Genetic analysis reveals novel insights into the genetic architecture of obsessive-compulsive disorder, Tourette syndrome
The following is a press release from the University of Chicago:
An international research consortium led by investigators at Massachusetts General Hospital (MGH) and the University of Chicago has answered several questions about the genetic background of obsessive-compulsive disorder (OCD) and Tourette syndrome (TS), providing the first direct confirmation that both are highly heritable and also revealing major differences between the underlying genetic makeup of the disorders.
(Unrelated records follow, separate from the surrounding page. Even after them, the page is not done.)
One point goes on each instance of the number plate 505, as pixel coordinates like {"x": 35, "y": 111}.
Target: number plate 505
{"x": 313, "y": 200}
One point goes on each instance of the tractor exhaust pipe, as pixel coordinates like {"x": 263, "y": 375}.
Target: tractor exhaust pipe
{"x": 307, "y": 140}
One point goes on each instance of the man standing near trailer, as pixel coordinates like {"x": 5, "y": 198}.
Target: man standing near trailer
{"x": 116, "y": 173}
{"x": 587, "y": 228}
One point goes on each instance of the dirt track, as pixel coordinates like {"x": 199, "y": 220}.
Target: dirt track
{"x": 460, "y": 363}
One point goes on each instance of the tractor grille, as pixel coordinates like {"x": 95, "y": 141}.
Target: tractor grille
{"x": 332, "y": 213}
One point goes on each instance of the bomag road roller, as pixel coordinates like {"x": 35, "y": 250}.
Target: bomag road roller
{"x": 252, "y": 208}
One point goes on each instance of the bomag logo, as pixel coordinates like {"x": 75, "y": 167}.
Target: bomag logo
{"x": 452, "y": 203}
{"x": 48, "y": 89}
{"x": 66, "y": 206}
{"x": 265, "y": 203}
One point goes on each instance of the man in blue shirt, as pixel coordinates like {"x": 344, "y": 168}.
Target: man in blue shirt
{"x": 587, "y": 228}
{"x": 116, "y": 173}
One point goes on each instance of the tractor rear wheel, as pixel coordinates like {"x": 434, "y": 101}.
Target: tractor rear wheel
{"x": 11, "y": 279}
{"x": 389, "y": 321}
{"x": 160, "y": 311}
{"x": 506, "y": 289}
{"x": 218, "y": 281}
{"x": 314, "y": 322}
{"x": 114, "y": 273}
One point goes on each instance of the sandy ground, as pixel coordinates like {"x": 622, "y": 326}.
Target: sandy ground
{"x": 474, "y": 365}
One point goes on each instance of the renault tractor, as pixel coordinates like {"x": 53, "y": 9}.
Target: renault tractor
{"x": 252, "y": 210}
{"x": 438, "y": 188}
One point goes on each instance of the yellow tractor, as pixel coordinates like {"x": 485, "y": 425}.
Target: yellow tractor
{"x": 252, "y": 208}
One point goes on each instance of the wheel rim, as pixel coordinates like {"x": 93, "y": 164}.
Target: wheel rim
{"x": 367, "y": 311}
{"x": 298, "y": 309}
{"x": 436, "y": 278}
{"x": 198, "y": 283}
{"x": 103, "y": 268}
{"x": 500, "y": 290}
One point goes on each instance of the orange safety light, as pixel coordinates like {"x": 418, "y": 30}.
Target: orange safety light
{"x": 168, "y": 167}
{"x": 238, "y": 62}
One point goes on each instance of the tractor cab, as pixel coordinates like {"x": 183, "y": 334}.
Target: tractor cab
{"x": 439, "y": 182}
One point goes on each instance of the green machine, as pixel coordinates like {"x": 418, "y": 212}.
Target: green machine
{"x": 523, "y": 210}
Their report is being published in the October issue of the open-access journal PLOS Genetics.
“Both TS and OCD appear to have a genetic architecture of many different genes – perhaps hundreds in each person – acting in concert to cause disease,” says Jeremiah Scharf, MD, PhD, of the Psychiatric and Neurodevelopmental Genetics Unit in the MGH Departments of Psychiatry and Neurology, senior corresponding author of the report. “By directly comparing and contrasting both disorders, we found that OCD heritability appears to be concentrated in particular chromosomes — particularly chromosome 15 — while TS heritability is spread across many different chromosomes.”
An anxiety disorder characterized by obsessions and compulsions that disrupt the lives of patients, OCD is the fourth most common psychiatric illness. TS is a chronic disorder characterized by motor and vocal tics that usually begins in childhood and is often accompanied by conditions like OCD or attention-deficit hyperactivity disorder. Both conditions have been considered to be heritable, since they are known to often recur in close relatives of affected individuals, but identifying specific genes that confer risk has been challenging.
Two reports published last year in the journal Molecular Psychiatry, with leadership from Scharf and several co-authors of the current study, described genome-wide association studies (GWAS) of thousands of affected individuals and controls. While those studies identified several gene variants that appeared to increase the risk of each disorder, none of the associations were strong enough to meet the strict standards of genome-wide significance. Since the GWAS approach is designed to identify relatively common gene variants and it has been proposed that OCD and TS might be influenced by a number of rare variants, the research team adopted a different method. Called genome-wide complex trait analysis (GCTA), the approach allows simultaneous comparision of genetic variation across the entire genome, rather than the GWAS method of testing sites one at a time, as well as estimating the proportion of disease heritability caused by rare and common variants.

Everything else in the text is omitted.